Brachytherapy (BT) as permanent low-dose-rate (LDR) seed implants or high-dose-rate (HDR) after-loading has the ability to deliver a high localized radiation dose to the tumor, with excellent biochemical control of localized prostate cancer 1, 2. LDR-BT is most frequently used in low risk disease and HDR-BT as boost after external beam radiotherapy to treat intermediate and high-risk patients (for review, see Refs. 1 and 3). HDR-BT monotherapy has been primarily investigated in low-risk disease. Table 1 summarizes the studies that we have identified 2, 4, 5, 6, 7, 8, 9, 10, 11, 12, 13, 14, 15.

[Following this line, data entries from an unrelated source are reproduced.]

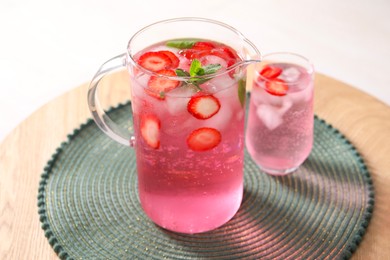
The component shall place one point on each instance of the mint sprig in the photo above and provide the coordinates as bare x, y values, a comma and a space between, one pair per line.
196, 72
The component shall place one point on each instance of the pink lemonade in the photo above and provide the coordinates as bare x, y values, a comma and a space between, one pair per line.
189, 134
279, 133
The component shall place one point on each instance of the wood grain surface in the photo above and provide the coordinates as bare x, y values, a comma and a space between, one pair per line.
364, 120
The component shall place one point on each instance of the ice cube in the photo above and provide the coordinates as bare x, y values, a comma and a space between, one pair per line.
270, 116
290, 74
221, 120
222, 83
176, 105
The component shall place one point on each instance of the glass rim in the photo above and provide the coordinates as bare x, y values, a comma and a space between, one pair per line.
130, 57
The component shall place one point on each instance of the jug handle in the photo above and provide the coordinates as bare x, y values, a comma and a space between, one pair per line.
102, 120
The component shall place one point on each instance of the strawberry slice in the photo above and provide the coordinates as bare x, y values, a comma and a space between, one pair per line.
155, 61
276, 87
159, 85
204, 139
203, 46
150, 130
270, 72
175, 60
203, 106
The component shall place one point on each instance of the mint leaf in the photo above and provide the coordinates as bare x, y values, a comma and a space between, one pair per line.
182, 73
195, 68
181, 44
196, 71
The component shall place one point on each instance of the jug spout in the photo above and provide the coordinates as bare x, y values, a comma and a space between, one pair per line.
250, 53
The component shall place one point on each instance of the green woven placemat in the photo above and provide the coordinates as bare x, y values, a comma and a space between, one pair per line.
89, 207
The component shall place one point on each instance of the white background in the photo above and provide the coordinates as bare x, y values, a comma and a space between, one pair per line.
48, 47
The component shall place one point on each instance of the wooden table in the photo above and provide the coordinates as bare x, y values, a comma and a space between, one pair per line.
364, 120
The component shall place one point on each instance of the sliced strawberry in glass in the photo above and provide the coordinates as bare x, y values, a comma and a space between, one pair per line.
270, 72
155, 61
150, 130
174, 59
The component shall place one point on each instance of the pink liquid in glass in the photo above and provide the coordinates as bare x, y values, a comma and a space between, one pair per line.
185, 185
279, 133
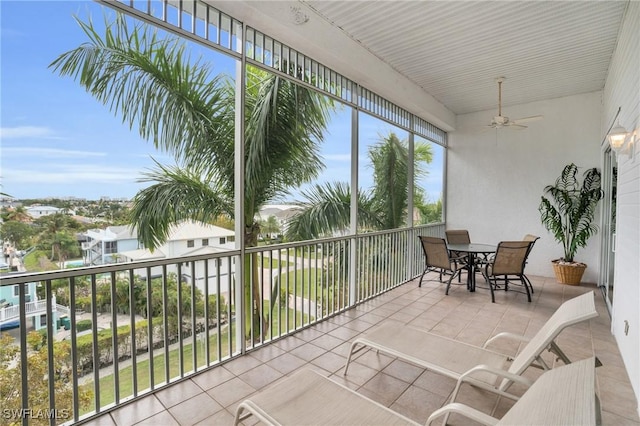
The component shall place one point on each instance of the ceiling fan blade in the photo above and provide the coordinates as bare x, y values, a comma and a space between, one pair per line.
528, 119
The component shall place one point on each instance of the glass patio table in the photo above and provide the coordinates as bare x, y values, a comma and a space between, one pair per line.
474, 251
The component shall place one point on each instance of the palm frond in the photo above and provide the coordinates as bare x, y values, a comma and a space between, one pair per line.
151, 82
327, 209
178, 195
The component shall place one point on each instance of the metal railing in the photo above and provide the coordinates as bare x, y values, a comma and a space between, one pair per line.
137, 327
38, 307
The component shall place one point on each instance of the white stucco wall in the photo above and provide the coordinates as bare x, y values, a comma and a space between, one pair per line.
622, 89
496, 178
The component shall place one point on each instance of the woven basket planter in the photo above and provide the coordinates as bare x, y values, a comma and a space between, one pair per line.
568, 273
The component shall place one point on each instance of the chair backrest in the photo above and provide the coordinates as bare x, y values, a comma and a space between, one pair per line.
510, 257
532, 238
573, 311
435, 252
457, 236
562, 396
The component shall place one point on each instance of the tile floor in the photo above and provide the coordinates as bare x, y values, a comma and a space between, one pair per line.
211, 397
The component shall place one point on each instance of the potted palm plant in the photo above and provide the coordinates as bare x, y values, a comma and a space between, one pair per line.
568, 212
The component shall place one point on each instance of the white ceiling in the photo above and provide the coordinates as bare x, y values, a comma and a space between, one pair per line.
454, 50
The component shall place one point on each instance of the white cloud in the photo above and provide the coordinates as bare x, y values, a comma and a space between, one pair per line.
25, 132
70, 174
337, 157
49, 152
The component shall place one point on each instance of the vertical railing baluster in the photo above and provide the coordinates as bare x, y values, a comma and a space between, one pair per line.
279, 295
165, 323
74, 349
218, 316
270, 312
194, 331
179, 314
95, 351
51, 370
230, 318
207, 357
114, 339
150, 351
134, 346
24, 359
315, 274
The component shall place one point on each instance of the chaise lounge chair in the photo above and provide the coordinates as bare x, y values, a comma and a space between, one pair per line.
564, 395
456, 359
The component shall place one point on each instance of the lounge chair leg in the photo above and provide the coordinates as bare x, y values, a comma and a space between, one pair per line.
493, 298
351, 352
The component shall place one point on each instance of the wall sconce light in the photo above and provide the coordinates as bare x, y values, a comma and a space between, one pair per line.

The high sensitivity to dose fractionation of prostate adenocarcinomas 16, 17, which could be even lower than that of the rectum and urinary bladder (18), implies these tumors are more sensitive to large radiation doses per fraction than most other malignancies. Large fractions should maximize the cytotoxic dose to the tumor, and HDR-BT monotherapy should exploit this radiobiological advantage to the extreme. The expectation that hypofractionation will deliver a therapeutic gain is based on the low α/β ratios calculated using data that predominantly include patients with early prostate cancer. It is possible that more aggressive disease has lower sensitivity and therefore reduces the benefit from hypofractionation 19, 20. In addition, hypofractionation has a relatively greater effect on late-responding normal tissues and may result in unacceptable degrees of morbidity if the fractionation response of the tumor has lower sensitivity than the tissues in the treatment volume. Against this background, a dose escalation prospective Phase I/II study of HDR-BT monotherapy has been undertaken to evaluate early and late urinary and rectal morbidity and to evaluate biochemical control of disease. An earlier report involving 110 patients showed no detectable differences in incidence of early adverse events or that of late events at 6 and 12 months follow-up for total doses of 36 and 34 Gy in four fractions and 31.5 Gy in 3 fractions and good early biochemical control (21). The present report includes results of a further 87 patients, with an additional cohort receiving 26 Gy in two fractions and the earlier cohorts having more mature outcome data.